木下:小さい頃から絵が好きで紙とペンがあればいつも描いていました。デザイナーになろうと思ったんですけど、自分には向いていないなあと。”加工”される立場になりたい、という気持ちが募って、イラストレーターになろうと思ったんです。
ーーーそうなのですね。ではイラストレータへなりたいと思ってまず何をしたのですか?
木下 :いくつかの出版社に、自分のイラストをまとめたファイルを送りました。それが今の仕事につながっています。また仕事を通じて親しくなった編集者に、小さなイラストや海外の切手で飾った請求書を送っていたんです。それがきっかけで、1冊目の本の出版につながりました。絵が好きなので必然的にイラストレーターになったという感じですかね。なってみたら自分に合っていました。
ーーーイラストが本の出版につながったのですね! 実際イラストレーターになってみて必要なのは何だと思いますか?
木下:コミュニケーション能力でしょうか。作ることでお金を定期的にもらって食べていくとなると、特にイラストの場合は編集者とのコミュニケーションが大事。才能だけだとアーティストっぽくなってしまうので。一人で仕事をしているとはいえ周りのつながりが大事なので。
ーーー今回のテーマROUNDと聞いてどんなことを思いますか?
木下:車輪。くるくる動いているイメージがある。長く考えてみれば、深い意味がありそうなタイトルだなと思いますね。一人で仕事をしているとはいえ周りのつながりが大事なので、たくさんの人が輪になっているイメージですかね。たくさんの人が輪になっているようなイメージも浮かんだんです。実際、『もみじ』への出店は手紙社さんのスタッフさんとの出会いがきっかけです。10年以上前、益子の陶芸家の知り合いのところに行ったら偶然会って、以前に500部だけ自費出版した絵本をお持ちで気に入ってくれていて、「今度もみじ市やるので出てください」と誘ってくれて、それからずっと出ているんです。あの時会ってなかったら出ていないかもしれないし、偶然の出会いでしたね。
山からもらったもの
ーーー木下綾乃さんといえば『山登り』のイメージも定着してきていると思います。きっかけは……?

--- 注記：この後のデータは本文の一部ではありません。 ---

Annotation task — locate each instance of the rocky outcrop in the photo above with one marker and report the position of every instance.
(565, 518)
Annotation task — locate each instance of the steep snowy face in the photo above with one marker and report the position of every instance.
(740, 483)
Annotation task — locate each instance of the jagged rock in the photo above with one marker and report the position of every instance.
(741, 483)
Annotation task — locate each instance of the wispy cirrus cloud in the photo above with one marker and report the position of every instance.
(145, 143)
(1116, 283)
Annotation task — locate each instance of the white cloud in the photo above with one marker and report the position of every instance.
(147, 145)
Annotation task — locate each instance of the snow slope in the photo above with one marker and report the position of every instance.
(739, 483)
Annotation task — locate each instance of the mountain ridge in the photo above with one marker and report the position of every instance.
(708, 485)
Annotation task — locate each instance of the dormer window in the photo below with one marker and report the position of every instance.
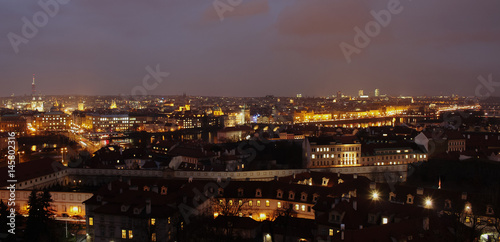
(392, 196)
(409, 199)
(124, 208)
(303, 196)
(325, 181)
(315, 197)
(258, 193)
(447, 204)
(489, 210)
(279, 194)
(137, 211)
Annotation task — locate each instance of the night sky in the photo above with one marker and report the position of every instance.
(278, 47)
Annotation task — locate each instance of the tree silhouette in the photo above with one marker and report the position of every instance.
(39, 222)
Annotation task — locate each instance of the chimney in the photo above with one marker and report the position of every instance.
(420, 191)
(373, 185)
(148, 206)
(425, 223)
(342, 228)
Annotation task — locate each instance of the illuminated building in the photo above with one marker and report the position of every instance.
(52, 121)
(81, 106)
(37, 104)
(13, 123)
(329, 152)
(106, 122)
(113, 105)
(305, 116)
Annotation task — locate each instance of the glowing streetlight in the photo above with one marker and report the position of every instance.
(428, 202)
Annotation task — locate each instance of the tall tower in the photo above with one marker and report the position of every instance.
(33, 89)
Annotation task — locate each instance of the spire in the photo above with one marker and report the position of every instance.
(33, 89)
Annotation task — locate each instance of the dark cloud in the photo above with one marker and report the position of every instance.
(280, 47)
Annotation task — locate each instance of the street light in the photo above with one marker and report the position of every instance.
(428, 202)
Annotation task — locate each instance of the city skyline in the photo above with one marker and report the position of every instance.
(250, 49)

木下:那須岳です! 大黒屋という山の中にある温泉旅館に行ったこと。天気も食事も、メンバーも最高だったので、はまりました。でもなんで登るかといえば、そのつらさよりもっとすごいごほうび(景色、食事、山小屋グッズ、山頂で仲間と飲むコーヒーなど)があるからです。私みたいなゆるい楽しみ方のひとや、ストイックな人や、植物好き、温泉好きなど、さまざまなすべての人を全て迎えてくれる、懐の大きいところが山の好きな点です。
ーーーわあ。私も山に行きたくなります。最近よく作られている雑貨も、『山』がテーマのものが多いですよね。
木下:そうなんです。今回もみじ市で初めて発表する商品が、マグカップとポストカード、バッジ、ミラーです。マグカップはキャンプや山登りにも持って行ける軽量のプラスチックのもの。バッジは、「私は歩くのが遅い」と書いてあるもの。リュックに付けて同行者にアピールしてほしい(笑)
ーーーそのほかにこれから製作しようと思っているものはありますか?
木下:ガラスに絵を描けるペンを手に入れたので、ROUNDにちなんで、丸皿に絵を描こうと思います。あと、ご家庭にある空きビンを持って来てもらえたら、即興で絵を描きますよ。捨てるはずだったビンが特別なものになったら、面白いなと思って。まあ、普通のコップとかでもいいんですけど(笑)あともう一つ、ハガキサイズのイラストを描きます。こちらも同じく即興で描きますよ。もみじ市の思い出にしてもらえたらな、と思いまして。
ーーーそれは楽しみです。もしかして作品のイラストなどは山登りの最中に浮かんだりするのですか?
木下: そうですね。急に降ってくるタイプです。旅行から戻ってしばらくした時とか、朝、起きた時なんかに。個展や大きな仕事の場合は、頭のどこかにいつもなんとなく絵のことを置いておきます。するとある朝、急に筆が動き、まとめてバーっと描く感じです。
ーーーすごいですね!いつもの木下さんからは想像できないです。でもそんなところから作品が生まれているのですね。では最後にもみじ市の他の出店者さんはどんな存在ですか?
木下 :尊敬しています。毎年違うものが見れるし、みんなの1年の成果をいっぺんにもみじ市で見られるのが楽しい。特にクラフト系の方たちは普段交流がないので、毎年お客さんみたいな気持ちで楽しませてもらったり刺激を受けています。
〜取材を終えて〜
私が『紙とペン好き』になったきっかけを作ってくれたのが木下綾乃さん。学生時代からの憧れだった方とこうしてお話ができたのは、とても幸福な時間でした。木下さんとお話してわかったこと。絵を描くことが本当に好きで幸せなこと。そして大好きな山登りからエネルギーを得て、また新しい作品を作り出してしまうこと。とても気さくて可愛らしい木下さん。作品に対する思いはまっすぐな方でした。